Не представляю себе, зачем ей нужно убивать меня.
— Подожди, — говорю я.
Протягиваю к ней руку. Хочу что-то сказать. Остановить ее. Помочь нам выпутаться из этой ситуации.
— Не двигайся, — говорит Вера.
Тон резкий; какое в ней иногда проскальзывает ожесточение — «у вас друзья есть вообще?» Я отдергиваю руку. Она решилась. Взводит курок. Серебряный браслет на запястье соскальзывает под рукав джемпера.

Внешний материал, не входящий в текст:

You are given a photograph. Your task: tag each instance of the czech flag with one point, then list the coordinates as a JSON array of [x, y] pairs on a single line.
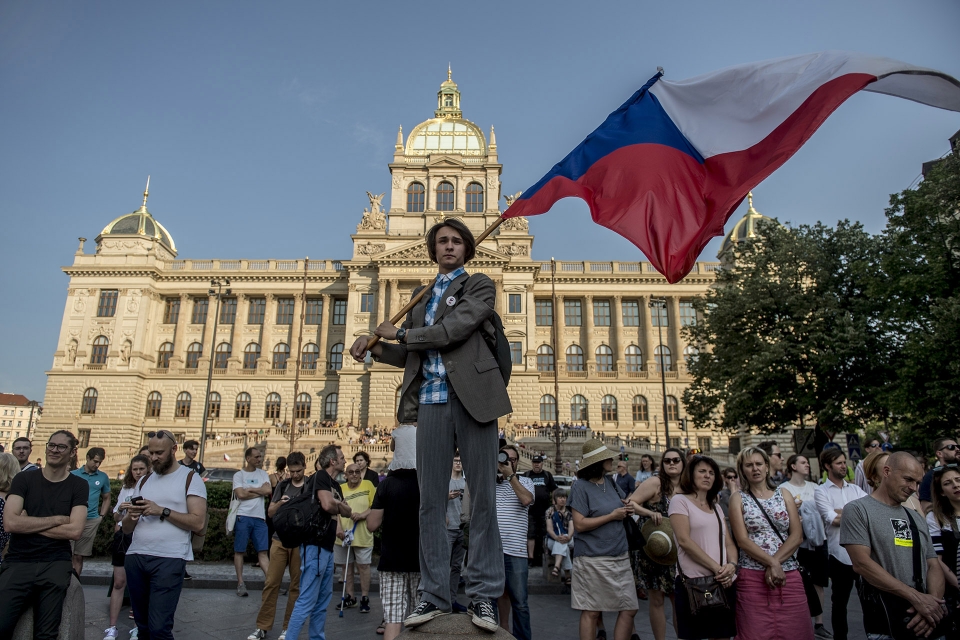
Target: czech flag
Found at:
[[668, 167]]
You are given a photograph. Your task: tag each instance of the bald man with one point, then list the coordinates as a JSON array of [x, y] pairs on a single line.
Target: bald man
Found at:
[[881, 536]]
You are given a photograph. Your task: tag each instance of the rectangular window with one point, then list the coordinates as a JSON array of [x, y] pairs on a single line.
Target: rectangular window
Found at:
[[314, 311], [572, 313], [108, 303], [228, 311], [688, 315], [516, 352], [544, 312], [601, 313], [658, 316], [257, 310], [631, 313], [199, 311], [171, 310], [366, 303], [340, 312], [284, 310]]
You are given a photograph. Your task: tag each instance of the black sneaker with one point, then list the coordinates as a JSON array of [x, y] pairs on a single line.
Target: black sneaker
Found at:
[[424, 612], [485, 616]]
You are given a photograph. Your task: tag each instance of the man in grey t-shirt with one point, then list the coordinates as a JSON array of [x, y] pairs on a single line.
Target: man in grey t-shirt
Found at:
[[876, 531]]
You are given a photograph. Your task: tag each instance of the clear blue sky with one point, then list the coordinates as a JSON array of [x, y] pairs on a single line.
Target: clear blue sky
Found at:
[[263, 123]]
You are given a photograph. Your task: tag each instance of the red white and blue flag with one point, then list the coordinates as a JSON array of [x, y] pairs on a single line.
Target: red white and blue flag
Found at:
[[668, 167]]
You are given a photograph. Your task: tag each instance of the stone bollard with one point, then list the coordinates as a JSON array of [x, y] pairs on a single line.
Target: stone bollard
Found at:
[[71, 622], [456, 626]]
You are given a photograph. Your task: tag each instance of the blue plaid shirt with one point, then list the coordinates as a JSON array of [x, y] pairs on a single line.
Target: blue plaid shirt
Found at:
[[433, 389]]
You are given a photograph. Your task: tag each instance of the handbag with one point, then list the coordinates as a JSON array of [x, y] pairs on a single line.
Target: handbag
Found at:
[[706, 593], [809, 589]]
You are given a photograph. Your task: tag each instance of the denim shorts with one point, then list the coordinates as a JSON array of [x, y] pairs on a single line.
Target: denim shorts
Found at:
[[248, 528]]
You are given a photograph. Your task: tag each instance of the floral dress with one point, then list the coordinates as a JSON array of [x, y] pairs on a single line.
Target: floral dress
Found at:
[[647, 573], [758, 528]]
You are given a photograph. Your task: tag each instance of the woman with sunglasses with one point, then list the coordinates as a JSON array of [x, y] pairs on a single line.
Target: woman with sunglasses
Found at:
[[651, 501], [771, 602]]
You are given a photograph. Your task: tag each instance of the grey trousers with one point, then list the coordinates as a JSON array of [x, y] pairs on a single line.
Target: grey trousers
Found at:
[[441, 428]]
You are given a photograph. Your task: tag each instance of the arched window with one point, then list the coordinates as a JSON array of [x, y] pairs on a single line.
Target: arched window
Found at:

Вот сейчас мне нужно проявить смекалку. Показать себя взрослой. Терапевтом. Найти к ней подход, произнести нужные слова. Попасть в точку. Разумеется, выход имеется. Я найду эти слова, достучусь до нее. Набираю в легкие воздух…
— Нет, — говорит она, опередив меня. — Сегодня никакой болтологии, к чертовой матери.
Сосредоточенно прицеливается. Прищуривается. Челюсть подрагивает. И она тоже боится, наверняка или уж во всяком случае нервничает, но не хочет, чтобы ей помогли выйти из этого состояния. Особенно чтобы я помогала. Она умнее всех, ей никто не нужен.
Я дышу все более часто, более поверхностно. Знаю: нужно что-то сделать. Апеллировать к ее сочувствию, к человеку, скрывающемуся за оружием. Но я в полном смятении. Не могу подобрать слова. Не могу думать, когда на меня направлен револьвер. Колени подгибаются. Я такая маленькая… Мне нечего сказать.
— Вера, — повторяю я.
Что же делать. Неужели конец? Я закрываю глаза.